Let $E$ be an elliptic curve over $\mathbb{Q}$ which has good (nonsingular) reduction $\tilde{E}$ modulo some prime $p$. Denote their groups $E(\mathbb{Q})$ and $\tilde{E}(\mathbb{F}_p)$ respectively.
Basically the reduction is a map $r_p: E(\mathbb{Q}) \to \tilde{E}(\mathbb{F}_p)$ and because the reduction is good, this map is a group homomorphism. For a point $P$ it just reduces modulo $p$ the P's coordinates, if they are in $\mathbb{Z}$.
In case some coordinate of $P$ is in $\mathbb{Q}$ and has the form $\frac{a}{b}$, it can be properly reduced only if $b$ has multiplicative inverse modulo $p$ which is only in case when $p \nmid b$. Otherwise such points map to group's identity element. It follows that points with rational coordinates with modulo-$p$-non-invertible denominators belong to the mapping's kernel.
There's a theorem which states, that (for good reduction modulo $p$) the mapping is injective, when restricted to $m$-torsion points for all such $m$ that $gcd(m,p) = 1$.
The theorem seems to "dump" the kernel by assuming $gcd(m,p) = 1$ and thus ensuring the injectivity. This assumption seems natural, as elements having $m$-torsion with $m$ divisible by $p$ should intuitively all map to the group's identity element. It also dumps all torsion-free elements.
My question: Does this assumption "dump" only all points having a rational coordinate(s) with non-invertible denominators modulo $p$ (the kernel according to mapping definition)? Or does it dump a little bit more than that?
(In other words, are these assumptions equivalent: $(m$-torsion + $gcd(m,p) = 1) \iff p \nmid b$
or is the left one stronger: $(m$-torsion + $gcd(m,p) = 1) \implies p \nmid b$ ? )
Consider the following example. Let $E: y^2+y=x^3-x^2$. Its discriminant is $-11$, and $E(\mathbb{Q})\cong \mathbb{Z}/5\mathbb{Z}$, generated by $(0,0)$. The torsion points are, in fact: $$P=(0,0),\ 2P=(1,-1),\ 3P=(1,0),\ 4P=(0,-1),\ 5P=\infty=[0,1,0].$$ In particular, $p=5$ is a prime of good reduction, and the reduction mod $5$ of each of the points above is distinct.
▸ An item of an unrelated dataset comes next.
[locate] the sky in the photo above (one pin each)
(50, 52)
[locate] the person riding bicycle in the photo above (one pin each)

Moreover, $E(\mathbb{F}_5)$ consists precisely of the reduction of these $5$ points.
The point is that, in this case, $E(\mathbb{Q})[5]$ is not only defined over $\mathbb{Z}$ (so there are no $5$'s in the denominators), but moreover it injects into $E(\mathbb{F}_5)$. So $E(\mathbb{Q})[5]$ is not contained in the kernel of reduction modulo $5$.